I'm looking for solutions to speed up a function I have written to loop through a pandas dataframe and compare column values between the current row and the previous row.
As an example, this is a simplified version of my problem:
User Time Col1 newcol1 newcol2 newcol3 newcol4
0 1 6 [cat, dog, goat] 0 0 0 0
1 1 6 [cat, sheep] 0 0 0 0
2 1 12 [sheep, goat] 0 0 0 0
3 2 3 [cat, lion] 0 0 0 0
4 2 5 [fish, goat, lemur] 0 0 0 0
5 3 9 [cat, dog] 0 0 0 0
6 4 4 [dog, goat] 0 0 0 0
7 4 11 [cat] 0 0 0 0
At the moment I have a function which loops through and calculates values for 'newcol1
' and 'newcol2
' based on whether the 'User
' has changed since the previous row and also whether the difference in the 'Time
' values is greater than 1. It also looks at the first value in the arrays stored in 'Col1
' and 'Col2
' and updates 'newcol3
' and 'newcol4
' if these values have changed since the previous row.
Here's the pseudo-code for what I'm doing currently (since I've simplified the problem I haven't tested this but it's pretty similar to what I'm actually doing in ipython notebook):
def myJFunc(df):
... #initialize jnum counter
... jnum = 0;
... #loop through each row of dataframe (not including the first/zeroeth)
... for i in range(1,len(df)):
... #has user changed?
... if df.User.loc[i] == df.User.loc[i-1]:
... #has time increased by more than 1 (hour)?
... if abs(df.Time.loc[i]-df.Time.loc[i-1])>1:
... #update new columns
... df['newcol2'].loc[i-1] = 1;
... df['newcol1'].loc[i] = 1;
... #increase jnum
... jnum += 1;
... #has content changed?
... if df.Col1.loc[i][0] != df.Col1.loc[i-1][0]:
... #record this change
... df['newcol4'].loc[i-1] = [df.Col1.loc[i-1][0], df.Col2.loc[i][0]];
... #different user?
... elif df.User.loc[i] != df.User.loc[i-1]:
... #update new columns
... df['newcol1'].loc[i] = 1;
... df['newcol2'].loc[i-1] = 1;
... #store jnum elsewhere (code not included here) and reset jnum
... jnum = 1;
I now need to apply this function to several million rows and it's impossibly slow so I'm trying to figure out the best way to speed it up. I've heard that Cython can increase the speed of functions but I have no experience with it (and I'm new to both pandas and python). Is it possible to pass two rows of a dataframe as arguments to the function and then use Cython to speed it up or would it be necessary to create new columns with "diff
" values in them so that the function only reads from and writes to one row of the dataframe at a time, in order to benefit from using Cython? Any other speed tricks would be greatly appreciated!

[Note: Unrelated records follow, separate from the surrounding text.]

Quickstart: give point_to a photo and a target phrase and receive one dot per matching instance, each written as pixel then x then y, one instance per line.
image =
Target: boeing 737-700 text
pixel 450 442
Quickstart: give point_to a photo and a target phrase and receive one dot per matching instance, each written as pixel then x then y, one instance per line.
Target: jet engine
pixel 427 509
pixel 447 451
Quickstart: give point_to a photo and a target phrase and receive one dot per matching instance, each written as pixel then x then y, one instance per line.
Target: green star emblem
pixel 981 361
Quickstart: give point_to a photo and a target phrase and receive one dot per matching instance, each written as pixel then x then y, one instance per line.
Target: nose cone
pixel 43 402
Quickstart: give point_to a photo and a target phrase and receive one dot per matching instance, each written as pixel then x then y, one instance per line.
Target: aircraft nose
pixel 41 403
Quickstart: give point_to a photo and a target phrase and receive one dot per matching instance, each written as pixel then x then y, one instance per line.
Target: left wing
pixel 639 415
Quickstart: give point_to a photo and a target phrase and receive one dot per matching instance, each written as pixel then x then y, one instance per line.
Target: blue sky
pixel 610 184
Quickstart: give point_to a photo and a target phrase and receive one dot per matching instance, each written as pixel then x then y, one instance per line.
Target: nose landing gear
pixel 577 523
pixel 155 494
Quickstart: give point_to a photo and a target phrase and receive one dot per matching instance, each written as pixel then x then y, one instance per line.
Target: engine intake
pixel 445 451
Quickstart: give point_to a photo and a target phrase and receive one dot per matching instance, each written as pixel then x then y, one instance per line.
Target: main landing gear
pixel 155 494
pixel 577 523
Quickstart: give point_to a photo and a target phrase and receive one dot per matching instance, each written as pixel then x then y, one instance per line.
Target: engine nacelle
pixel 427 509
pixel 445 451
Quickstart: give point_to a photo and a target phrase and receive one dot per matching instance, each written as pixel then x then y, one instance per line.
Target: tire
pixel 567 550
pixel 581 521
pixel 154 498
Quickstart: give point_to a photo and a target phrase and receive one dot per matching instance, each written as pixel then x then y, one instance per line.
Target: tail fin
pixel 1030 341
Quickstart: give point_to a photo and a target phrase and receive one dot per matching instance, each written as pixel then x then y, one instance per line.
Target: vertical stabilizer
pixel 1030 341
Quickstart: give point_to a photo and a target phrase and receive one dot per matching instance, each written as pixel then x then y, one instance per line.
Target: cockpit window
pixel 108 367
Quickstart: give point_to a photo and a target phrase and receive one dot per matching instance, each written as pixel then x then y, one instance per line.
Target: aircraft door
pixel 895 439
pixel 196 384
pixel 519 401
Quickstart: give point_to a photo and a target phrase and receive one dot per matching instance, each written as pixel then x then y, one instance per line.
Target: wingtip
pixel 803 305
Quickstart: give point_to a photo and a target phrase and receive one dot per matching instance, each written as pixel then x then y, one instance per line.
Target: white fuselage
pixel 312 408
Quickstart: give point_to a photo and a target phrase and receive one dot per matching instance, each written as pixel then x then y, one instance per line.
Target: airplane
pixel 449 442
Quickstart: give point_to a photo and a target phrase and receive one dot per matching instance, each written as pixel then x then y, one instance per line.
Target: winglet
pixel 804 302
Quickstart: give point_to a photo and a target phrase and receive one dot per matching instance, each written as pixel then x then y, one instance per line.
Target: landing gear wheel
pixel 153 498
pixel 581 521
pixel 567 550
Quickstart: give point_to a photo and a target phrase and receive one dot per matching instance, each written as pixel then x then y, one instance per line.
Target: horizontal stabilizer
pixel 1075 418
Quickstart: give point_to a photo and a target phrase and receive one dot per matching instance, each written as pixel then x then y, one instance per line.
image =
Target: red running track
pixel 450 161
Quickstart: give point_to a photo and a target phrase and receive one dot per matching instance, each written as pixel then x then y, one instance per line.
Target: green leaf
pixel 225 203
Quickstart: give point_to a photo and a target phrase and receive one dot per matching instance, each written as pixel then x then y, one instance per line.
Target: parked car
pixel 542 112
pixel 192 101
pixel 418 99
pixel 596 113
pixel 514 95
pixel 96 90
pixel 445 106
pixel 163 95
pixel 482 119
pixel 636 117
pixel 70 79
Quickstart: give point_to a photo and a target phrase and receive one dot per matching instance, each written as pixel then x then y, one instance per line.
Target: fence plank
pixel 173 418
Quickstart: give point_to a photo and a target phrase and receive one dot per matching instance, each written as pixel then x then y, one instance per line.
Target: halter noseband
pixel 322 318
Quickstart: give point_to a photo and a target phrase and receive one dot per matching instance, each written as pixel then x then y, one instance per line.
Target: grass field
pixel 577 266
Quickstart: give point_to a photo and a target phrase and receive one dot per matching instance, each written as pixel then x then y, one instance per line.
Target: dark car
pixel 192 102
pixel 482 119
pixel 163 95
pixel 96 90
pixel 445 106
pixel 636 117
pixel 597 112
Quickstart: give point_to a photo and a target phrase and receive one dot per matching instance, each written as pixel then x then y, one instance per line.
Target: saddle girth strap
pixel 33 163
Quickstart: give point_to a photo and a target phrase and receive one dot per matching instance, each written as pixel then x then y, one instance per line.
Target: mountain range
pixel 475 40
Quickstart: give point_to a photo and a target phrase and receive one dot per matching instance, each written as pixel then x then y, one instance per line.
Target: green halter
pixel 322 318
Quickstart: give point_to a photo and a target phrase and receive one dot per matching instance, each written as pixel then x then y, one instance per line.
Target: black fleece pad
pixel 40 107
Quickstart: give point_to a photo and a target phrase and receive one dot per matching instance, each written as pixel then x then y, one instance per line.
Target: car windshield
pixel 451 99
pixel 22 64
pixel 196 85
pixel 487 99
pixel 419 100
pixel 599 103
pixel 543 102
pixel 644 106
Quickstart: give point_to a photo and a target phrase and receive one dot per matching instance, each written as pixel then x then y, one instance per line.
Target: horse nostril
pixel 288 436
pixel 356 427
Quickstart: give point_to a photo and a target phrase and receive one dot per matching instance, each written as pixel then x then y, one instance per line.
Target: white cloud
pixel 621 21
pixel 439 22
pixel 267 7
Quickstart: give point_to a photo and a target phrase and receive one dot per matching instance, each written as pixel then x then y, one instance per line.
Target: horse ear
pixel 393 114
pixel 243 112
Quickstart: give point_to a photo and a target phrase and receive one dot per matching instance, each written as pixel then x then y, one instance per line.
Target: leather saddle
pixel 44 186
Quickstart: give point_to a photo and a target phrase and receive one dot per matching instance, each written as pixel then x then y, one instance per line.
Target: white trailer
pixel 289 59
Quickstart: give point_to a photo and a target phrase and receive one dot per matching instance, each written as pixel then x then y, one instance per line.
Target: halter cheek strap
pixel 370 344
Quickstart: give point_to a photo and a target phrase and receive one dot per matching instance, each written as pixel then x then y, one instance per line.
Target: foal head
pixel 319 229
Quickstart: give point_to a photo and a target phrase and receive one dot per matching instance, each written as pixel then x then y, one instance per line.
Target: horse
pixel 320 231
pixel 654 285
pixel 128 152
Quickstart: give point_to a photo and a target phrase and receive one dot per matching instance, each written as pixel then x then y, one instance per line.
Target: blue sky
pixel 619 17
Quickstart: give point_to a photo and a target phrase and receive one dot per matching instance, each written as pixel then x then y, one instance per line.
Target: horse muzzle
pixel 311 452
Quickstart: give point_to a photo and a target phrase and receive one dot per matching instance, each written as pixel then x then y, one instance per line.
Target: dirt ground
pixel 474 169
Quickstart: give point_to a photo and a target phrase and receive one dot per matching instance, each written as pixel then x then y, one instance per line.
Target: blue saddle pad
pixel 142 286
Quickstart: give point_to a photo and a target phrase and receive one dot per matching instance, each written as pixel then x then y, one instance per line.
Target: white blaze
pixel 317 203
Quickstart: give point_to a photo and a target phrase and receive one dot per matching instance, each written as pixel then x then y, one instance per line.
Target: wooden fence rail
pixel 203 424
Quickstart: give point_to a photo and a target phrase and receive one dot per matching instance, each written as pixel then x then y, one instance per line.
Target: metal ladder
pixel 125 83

(As regards using .loc, I compared .loc, .iloc and .ix and this one was marginally faster so that's the only reason I'm using that currently)
(Also, my User
column in reality is unicode not int, which could be problematic for speedy comparisons)
I was thinking along the same lines as Andy, just with groupby
added, and I think this is complementary to Andy's answer. Adding groupby is just going to have the effect of putting a NaN in the first row whenever you do a diff
or shift
. (Note that this is not an attempt at an exact answer, just to sketch out some basic techniques.)
df['time_diff'] = df.groupby('User')['Time'].diff()
df['Col1_0'] = df['Col1'].apply( lambda x: x[0] )
df['Col1_0_prev'] = df.groupby('User')['Col1_0'].shift()
User Time Col1 time_diff Col1_0 Col1_0_prev
0 1 6 [cat, dog, goat] NaN cat NaN
1 1 6 [cat, sheep] 0 cat cat
2 1 12 [sheep, goat] 6 sheep cat
3 2 3 [cat, lion] NaN cat NaN
4 2 5 [fish, goat, lemur] 2 fish cat
5 3 9 [cat, dog] NaN cat NaN
6 4 4 [dog, goat] NaN dog NaN
7 4 11 [cat] 7 cat dog
As a followup to Andy's point about storing objects, note that what I did here was to extract the first element of the list column (and add a shifted version also). Doing it like this you only have to do an expensive extraction once and after that can stick to standard pandas methods.